Assistant Professor Of Medicine New York Medical College.

Dr. Chandy reports no commercial conflict of interest.

Estimated course time: 1 hour(s).

Albert Einstein College of Medicine – Montefiore Medical Center designates this enduring material activity for a maximum of 1.0 AMA PRA Category 1 Credit(s)™. Physicians should claim only the credit commensurate with the extent of their participation in the activity.

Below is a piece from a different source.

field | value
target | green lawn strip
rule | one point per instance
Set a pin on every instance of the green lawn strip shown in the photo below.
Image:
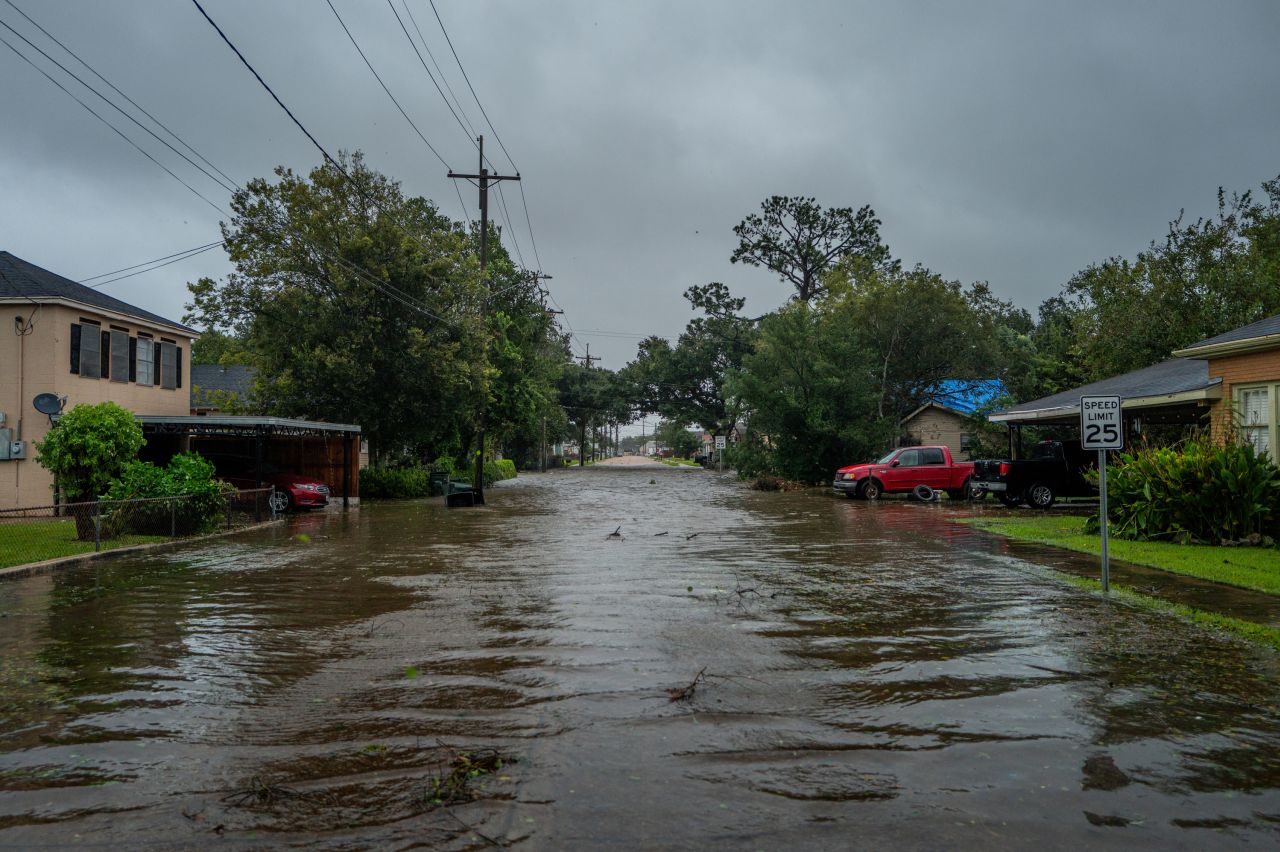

In support of improving patient care, this activity has been planned and implemented by Albert Einstein College of Medicine-Montefiore Medical Center and InterMDnet. Albert Einstein College of Medicine – Montefiore Medical Center is jointly accredited by the Accreditation Council for Continuing Medical Education (ACCME), the Accreditation Council for Pharmacy Education (ACPE), and the American Nurses Credentialing Center (ANCC), to provide continuing education for the healthcare team.

 
Learning Objectives

Upon completion of this Cyberounds®, you should be able to:

  • Recognize the risk factors and mechanisms that contribute to near-drowning

  • Recognize the effects of near-drowning on various organ systems and learn about the different clinical presentations

  • Discuss the management of near-drowning, both at the scene and subsequent to that, as well as the possible outcomes and prognosis.

 

Drowning accounts for almost 8,000 deaths each year in the United States, while worldwide about 150,000 people die annually. The statistics for near-drowning are much more difficult to obtain but it may be as high as 600-fold greater than that of actual reported drownings.(1)

Near-drowning is defined as survival, at least temporarily, after suffocation by submersion in a liquid medium.(2) Most authors include loss of consciousness, while submerged, to complete the criteria. However, since pulmonary complications may follow aspiration of water without loss of consciousness, others have argued that near-drowning should be defined as survival, at least temporarily, after aspiration of fluid into the lungs ("wet near-drowning")(3) or after a period of asphyxia secondary to laryngospasm ("dry near-drowning").

Epidemiology

In the United States, drowning is the third most common cause of all accidental deaths. There are two peaks of incidence of submersion injury. The first occurs in children less than five years of age who are left mostly unattended or unsupervised in swimming pools and bathtubs. The second peak is seen in males between 15 and 25 years old and these tend to occur at rivers, lakes and beaches.(4)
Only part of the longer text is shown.